20 października, na terenie Wojskowego Ośrodka Szkoleniowego Jeżewo, Dyrektor Naczelna USK 1 Beata Gawelska wraz z reprezentującym Uniwersytet Medyczny Prorektorem ds.Kształcenia i Dydaktyki prof. Kamilem Torres i Dyrektorem Naczelnym USK 4 Michałem Szabelskim uczestniczyli w konferencji pn. "Szpitale przyjazne wojsku". W wydarzeniu wzięli udział Władysław Kosiniak-Kamysz - wicepremier, minister obrony narodowej oraz Cezary Tomczyk - sekretarz stanu w MON. Łącznie do programu przystąpiło 127 podmiotów cywilnej ochrony zdrowia, w tym Uniwersytecki Szpital Kliniczny Nr 1 w Lublinie.

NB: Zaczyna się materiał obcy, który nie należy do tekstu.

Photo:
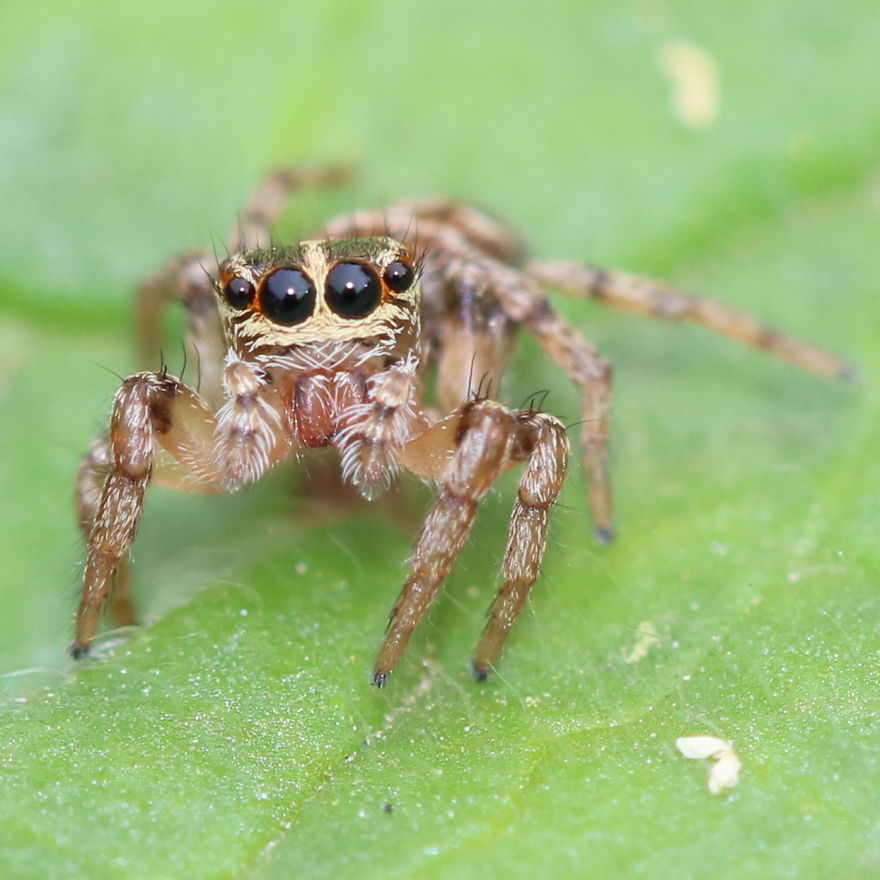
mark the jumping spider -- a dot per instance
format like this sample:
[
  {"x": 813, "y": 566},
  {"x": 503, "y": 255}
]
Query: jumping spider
[{"x": 325, "y": 343}]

Jak podano na stronie Ministerstwa Obrony Narodowej, zasadniczym celem programu „Szpitale Przyjazne Wojsku” jest optymalizacja systemu bezpieczeństwa zdrowotnego RP poprzez zacieśnienie współpracy między wojskiem, służbą zdrowia oraz administracją publiczną w sytuacjach kryzysowych.
- Wybór placówek, z którymi będziemy współpracować był merytoryczny. I tak właśnie trzeba działać. Polska musi być zjednoczona w odpieraniu agresji, reagowaniu na kłamstwa i fake newsy oraz w niesieniu pomocy drugiemu człowiekowi. Szpitale potrzebują dziś wsparcia. Mówię to jako lekarz, doktor nauk medycznych, który przepracował wiele lat w uczelni i szpitalu, zajmując się ochroną zdrowia. Wspólnie z ministrem Tomczykiem nadzorujemy dziś Wojskową Ochronę Zdrowia i chcemy ją dalej rozbudowywać. (...) Potrzebujemy więcej lekarzy, ratowników, pielęgniarek, diagnostów laboratoryjnych i fizjoterapeutów. Potrzebujemy was wszystkich, którzy jesteście w cywilnej służbie zdrowia. Nie każdy z was będzie w wojsku – i nie o to chodzi. Część z was wybierze karierę wojskową, inni pozostaną w cywilu, ale wszyscy jesteśmy potrzebni. Powstało Dowództwo Wojsk Medycznych z siedzibą w Krakowie – obejmuje ono swoim działaniem cały kraj. Celem jest lepsze szkolenie i koordynacja działań" - powiedział podczas konferencji prasowej min. Władysław Kosiniak - Kamysz (źródło: strona internetowa MON).